Entretanto, esse vigor produtivo encontra um obstáculo na insustentabilidade fiscal. O Brasil gasta muito e gasta mal. Consumimos cerca de 33% do PIB em impostos, mas o retorno em investimento público em capital humano, ciência e inovação, além de infraestrutura, é irrisório, mal chegando a 2%.

O desperdício e a má gestão são flagrantes:

  • Privilégios Estruturais: Gastos exorbitantes com pensões e aposentadorias de elite (como as de juízes e alta cúpula do funcionalismo), mantendo castas que consomem recursos que deveriam financiar laboratórios de biotecnologia ou ferrovias.
  • Corrupção e Ineficiência: O dinheiro é drenado por desvios e por uma burocracia que “cria dificuldades para vender facilidades”, além do custo de manter estatais ineficientes e obras inacabadas que nunca se tornam ativos para o país.

Essa “gastança desordenada” eleva a dívida pública, forçando o Banco Central a manter a Taxa Selic elevada para conter a inflação. Juros altos significam financiamento inviável.

O produtor, que depende de crédito para comprar sementes e maquinário, está sendo asfixiado. Dados da Serasa Experian mostram um aumento alarmante de mais de 500% nos pedidos de Recuperação Judicial no setor agropecuário entre 2023 e 2024.

Não podemos permitir que a ineficiência do Estado destrua a engrenagem que sustenta o país. A justiça e a inclusão social exigem um governo que respeite quem produz. É urgente:

  1. Melhorar a qualidade do gasto: cortar privilégios e priorizar investimentos em ciência, tecnologia e educação.
  2. Responsabilidade fiscal: tornar a dívida sustentável para baixar os juros de forma estrutural, fomentando o agro.
  3. Incentivo à inovação: reduzir a burocracia para que o empreendedorismo inclusivo no campo possa prosperar.

O agronegócio é a prova de que o Brasil pode ser uma potência.
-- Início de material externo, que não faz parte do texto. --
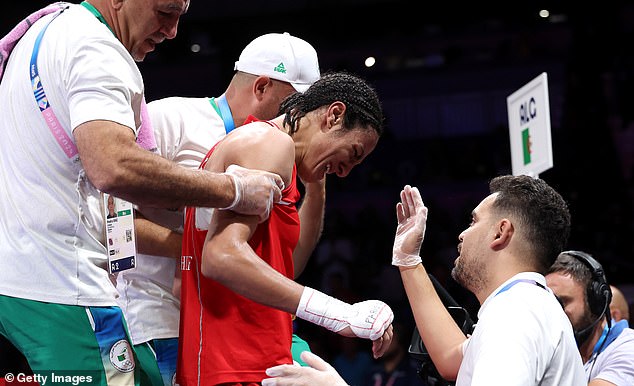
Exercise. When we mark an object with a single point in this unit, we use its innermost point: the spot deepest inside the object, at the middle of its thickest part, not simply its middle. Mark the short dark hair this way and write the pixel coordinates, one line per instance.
(540, 209)
(363, 107)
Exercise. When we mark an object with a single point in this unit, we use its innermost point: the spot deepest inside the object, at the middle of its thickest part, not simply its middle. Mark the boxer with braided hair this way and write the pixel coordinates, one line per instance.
(238, 294)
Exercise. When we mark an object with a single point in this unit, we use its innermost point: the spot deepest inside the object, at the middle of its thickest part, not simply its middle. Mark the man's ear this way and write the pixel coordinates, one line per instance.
(260, 84)
(503, 234)
(334, 114)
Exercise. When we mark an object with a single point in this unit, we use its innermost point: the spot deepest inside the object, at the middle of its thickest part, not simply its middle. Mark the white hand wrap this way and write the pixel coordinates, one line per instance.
(401, 259)
(368, 319)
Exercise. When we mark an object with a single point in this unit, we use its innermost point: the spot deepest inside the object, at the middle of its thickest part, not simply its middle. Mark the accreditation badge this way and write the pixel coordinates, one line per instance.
(120, 237)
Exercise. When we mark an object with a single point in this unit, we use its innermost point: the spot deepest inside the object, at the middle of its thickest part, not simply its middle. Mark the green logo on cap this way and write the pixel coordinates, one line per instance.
(280, 68)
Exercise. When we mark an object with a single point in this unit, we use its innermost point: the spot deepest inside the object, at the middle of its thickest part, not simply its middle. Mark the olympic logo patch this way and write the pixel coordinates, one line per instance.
(121, 356)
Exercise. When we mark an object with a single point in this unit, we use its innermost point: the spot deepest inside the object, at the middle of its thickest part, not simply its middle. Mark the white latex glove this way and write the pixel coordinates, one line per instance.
(256, 191)
(410, 231)
(317, 373)
(368, 319)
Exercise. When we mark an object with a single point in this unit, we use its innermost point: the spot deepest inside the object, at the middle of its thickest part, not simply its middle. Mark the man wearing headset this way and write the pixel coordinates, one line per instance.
(606, 346)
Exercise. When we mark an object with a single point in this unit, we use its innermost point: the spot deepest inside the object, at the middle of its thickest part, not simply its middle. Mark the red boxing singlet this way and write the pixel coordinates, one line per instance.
(225, 337)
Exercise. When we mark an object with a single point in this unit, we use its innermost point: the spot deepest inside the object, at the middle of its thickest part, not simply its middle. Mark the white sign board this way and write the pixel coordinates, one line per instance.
(529, 128)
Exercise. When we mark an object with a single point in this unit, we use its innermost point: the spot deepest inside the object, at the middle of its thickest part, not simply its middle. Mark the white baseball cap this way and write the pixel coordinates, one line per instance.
(282, 57)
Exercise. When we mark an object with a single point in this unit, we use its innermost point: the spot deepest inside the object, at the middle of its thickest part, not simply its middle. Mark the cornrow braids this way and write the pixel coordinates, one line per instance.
(363, 108)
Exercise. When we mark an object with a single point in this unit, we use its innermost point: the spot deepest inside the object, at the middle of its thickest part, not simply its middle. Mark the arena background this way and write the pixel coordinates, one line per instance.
(443, 72)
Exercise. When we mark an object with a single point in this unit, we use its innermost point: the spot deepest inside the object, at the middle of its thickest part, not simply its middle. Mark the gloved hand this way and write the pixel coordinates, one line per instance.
(256, 191)
(318, 372)
(368, 319)
(410, 231)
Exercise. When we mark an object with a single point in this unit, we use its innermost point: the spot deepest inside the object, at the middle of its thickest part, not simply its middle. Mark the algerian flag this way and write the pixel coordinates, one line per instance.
(526, 146)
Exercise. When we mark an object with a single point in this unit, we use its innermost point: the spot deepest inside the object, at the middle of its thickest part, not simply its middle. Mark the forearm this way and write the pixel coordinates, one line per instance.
(147, 179)
(440, 334)
(238, 268)
(154, 239)
(311, 217)
(115, 164)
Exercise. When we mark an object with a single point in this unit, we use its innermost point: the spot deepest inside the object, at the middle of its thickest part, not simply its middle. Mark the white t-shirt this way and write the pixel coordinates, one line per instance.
(522, 337)
(615, 363)
(185, 130)
(51, 245)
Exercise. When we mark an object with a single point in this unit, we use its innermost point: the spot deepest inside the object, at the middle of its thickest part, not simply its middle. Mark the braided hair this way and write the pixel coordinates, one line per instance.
(363, 108)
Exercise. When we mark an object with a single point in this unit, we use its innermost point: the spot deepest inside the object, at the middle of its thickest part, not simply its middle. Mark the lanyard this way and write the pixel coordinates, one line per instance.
(225, 113)
(60, 135)
(97, 14)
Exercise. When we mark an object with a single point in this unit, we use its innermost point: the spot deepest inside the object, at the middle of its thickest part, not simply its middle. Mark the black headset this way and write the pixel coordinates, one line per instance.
(598, 291)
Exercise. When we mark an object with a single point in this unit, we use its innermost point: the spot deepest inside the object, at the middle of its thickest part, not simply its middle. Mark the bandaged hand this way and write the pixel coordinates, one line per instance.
(256, 191)
(368, 319)
(410, 231)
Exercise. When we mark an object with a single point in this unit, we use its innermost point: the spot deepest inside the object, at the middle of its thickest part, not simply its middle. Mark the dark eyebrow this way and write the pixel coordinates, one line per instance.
(176, 6)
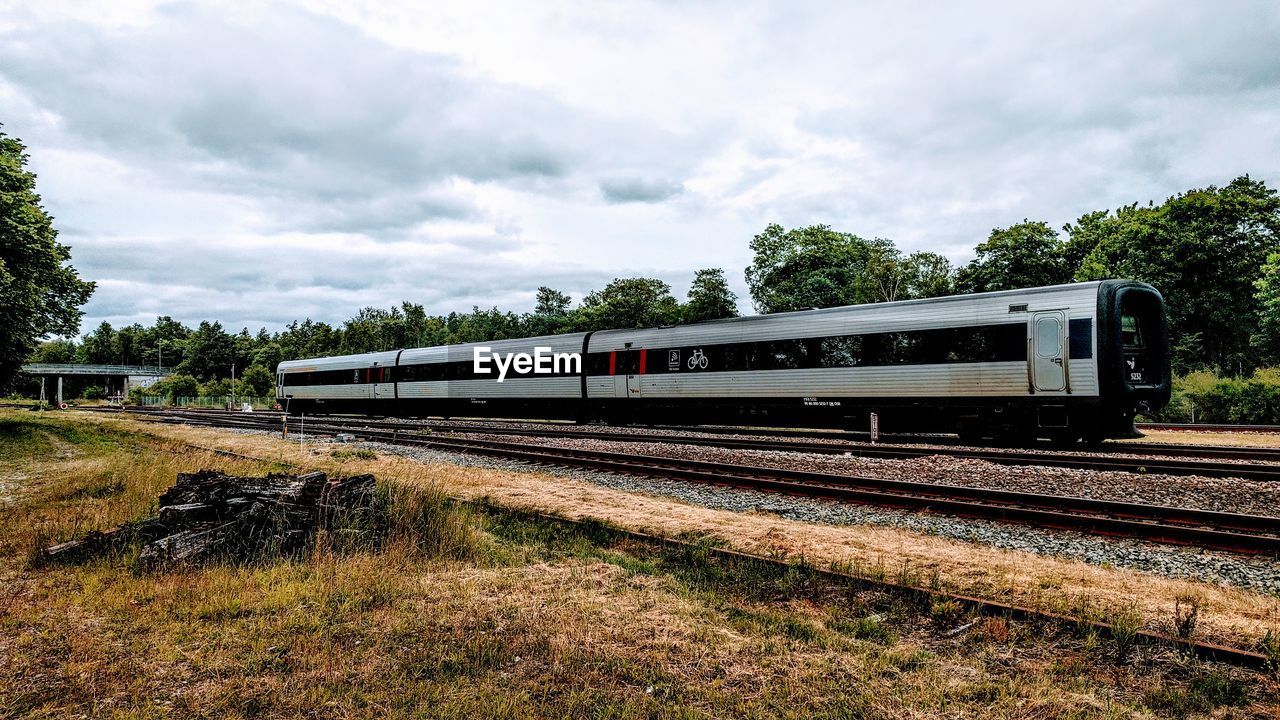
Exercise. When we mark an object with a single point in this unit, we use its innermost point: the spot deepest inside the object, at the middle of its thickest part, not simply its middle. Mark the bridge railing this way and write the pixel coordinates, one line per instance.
(206, 401)
(82, 369)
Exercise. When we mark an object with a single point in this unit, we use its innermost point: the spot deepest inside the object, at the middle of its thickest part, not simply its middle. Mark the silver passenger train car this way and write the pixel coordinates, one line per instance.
(1063, 363)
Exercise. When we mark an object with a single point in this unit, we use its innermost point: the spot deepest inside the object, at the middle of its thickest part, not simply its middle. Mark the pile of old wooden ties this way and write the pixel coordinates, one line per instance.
(210, 514)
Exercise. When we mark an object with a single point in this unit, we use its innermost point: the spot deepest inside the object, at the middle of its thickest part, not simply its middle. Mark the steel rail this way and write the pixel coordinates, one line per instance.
(1176, 525)
(982, 606)
(1179, 460)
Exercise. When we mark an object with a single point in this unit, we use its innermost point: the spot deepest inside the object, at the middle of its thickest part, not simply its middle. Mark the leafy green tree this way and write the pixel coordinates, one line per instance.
(552, 313)
(1028, 254)
(551, 302)
(1206, 251)
(181, 386)
(209, 352)
(629, 302)
(709, 297)
(813, 267)
(40, 292)
(100, 347)
(257, 382)
(164, 342)
(268, 355)
(483, 326)
(59, 350)
(215, 388)
(307, 338)
(1266, 340)
(929, 276)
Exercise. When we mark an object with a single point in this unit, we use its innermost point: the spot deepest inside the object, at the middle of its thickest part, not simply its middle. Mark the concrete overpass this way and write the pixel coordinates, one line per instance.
(128, 376)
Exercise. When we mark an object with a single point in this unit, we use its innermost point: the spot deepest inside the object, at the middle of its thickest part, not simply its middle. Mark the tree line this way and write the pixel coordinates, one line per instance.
(1214, 253)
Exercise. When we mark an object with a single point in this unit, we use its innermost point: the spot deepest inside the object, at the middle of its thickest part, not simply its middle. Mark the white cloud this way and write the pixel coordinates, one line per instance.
(260, 163)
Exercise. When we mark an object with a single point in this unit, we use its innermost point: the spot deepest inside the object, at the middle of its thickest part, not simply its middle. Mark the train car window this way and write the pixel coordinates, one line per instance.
(629, 363)
(1082, 338)
(842, 351)
(1130, 331)
(1005, 342)
(1048, 337)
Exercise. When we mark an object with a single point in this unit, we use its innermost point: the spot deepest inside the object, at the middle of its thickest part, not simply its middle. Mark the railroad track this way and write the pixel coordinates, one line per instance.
(1179, 525)
(1210, 427)
(1202, 650)
(1212, 461)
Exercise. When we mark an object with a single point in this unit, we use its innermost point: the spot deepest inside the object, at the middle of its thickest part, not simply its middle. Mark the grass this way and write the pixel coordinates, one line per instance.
(428, 607)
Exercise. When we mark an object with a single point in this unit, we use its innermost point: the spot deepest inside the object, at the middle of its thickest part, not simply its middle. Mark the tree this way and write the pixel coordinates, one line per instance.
(100, 347)
(551, 302)
(552, 313)
(929, 276)
(181, 386)
(59, 350)
(629, 302)
(813, 267)
(709, 297)
(209, 352)
(1206, 250)
(257, 382)
(1028, 254)
(40, 292)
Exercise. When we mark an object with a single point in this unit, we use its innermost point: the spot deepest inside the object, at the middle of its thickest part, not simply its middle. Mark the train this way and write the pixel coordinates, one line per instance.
(1063, 363)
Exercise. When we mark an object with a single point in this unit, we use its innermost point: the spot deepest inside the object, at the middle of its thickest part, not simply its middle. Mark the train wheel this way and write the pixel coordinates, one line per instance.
(1064, 438)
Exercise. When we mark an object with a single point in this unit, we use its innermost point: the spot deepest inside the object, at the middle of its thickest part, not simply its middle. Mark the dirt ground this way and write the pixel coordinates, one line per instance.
(1229, 615)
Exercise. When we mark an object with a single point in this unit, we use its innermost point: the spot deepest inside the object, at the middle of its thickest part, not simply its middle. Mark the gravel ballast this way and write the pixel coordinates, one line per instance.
(1258, 573)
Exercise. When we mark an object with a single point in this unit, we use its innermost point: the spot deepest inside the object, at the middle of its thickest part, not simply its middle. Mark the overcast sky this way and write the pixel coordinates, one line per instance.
(263, 163)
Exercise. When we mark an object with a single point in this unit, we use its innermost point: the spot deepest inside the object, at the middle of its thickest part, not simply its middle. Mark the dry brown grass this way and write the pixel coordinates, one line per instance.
(1196, 437)
(1229, 615)
(526, 621)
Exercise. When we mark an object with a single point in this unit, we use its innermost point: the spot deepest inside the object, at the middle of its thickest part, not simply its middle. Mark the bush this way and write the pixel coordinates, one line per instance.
(215, 388)
(181, 386)
(1211, 399)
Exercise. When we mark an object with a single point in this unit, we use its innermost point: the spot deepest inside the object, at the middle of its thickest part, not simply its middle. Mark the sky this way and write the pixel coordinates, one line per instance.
(257, 163)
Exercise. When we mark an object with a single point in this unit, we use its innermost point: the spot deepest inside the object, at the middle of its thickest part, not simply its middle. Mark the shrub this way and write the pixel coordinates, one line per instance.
(182, 386)
(1206, 397)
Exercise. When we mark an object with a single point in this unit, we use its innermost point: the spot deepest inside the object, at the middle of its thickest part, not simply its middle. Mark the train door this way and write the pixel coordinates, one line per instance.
(638, 368)
(1047, 350)
(384, 387)
(627, 365)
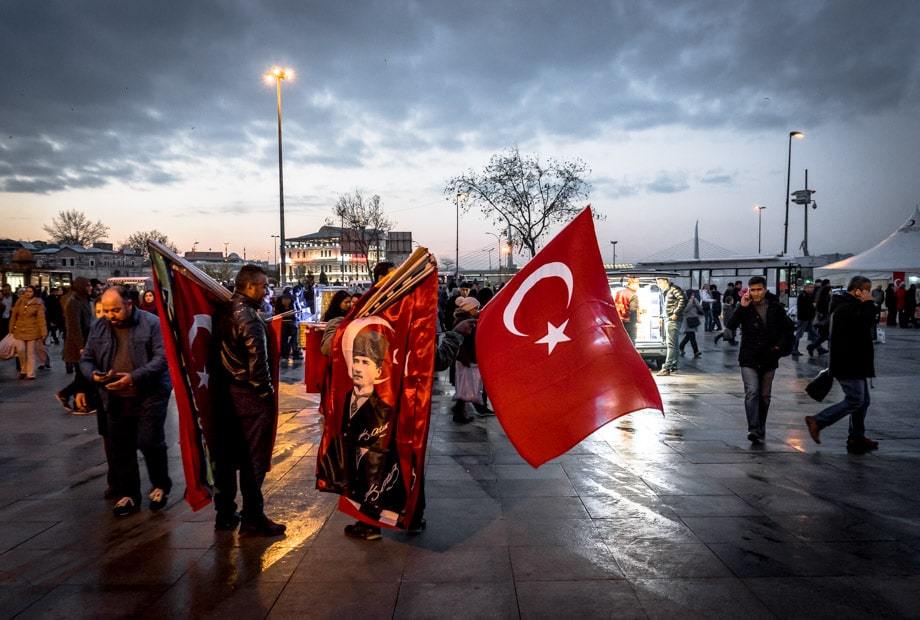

Mas, para que a colheita continue farta, é preciso parar de consumir as sementes do amanhã com os gastos perdulários de hoje.

Gestão ética e compromisso com a realidade são os únicos caminhos para o Brasil que queremos.

Fonte: Artigo escrito por André Naves, defensor público federal, especialista em Direitos Humanos e Inclusão Social, mestre em Economia Política e doutor em Economia.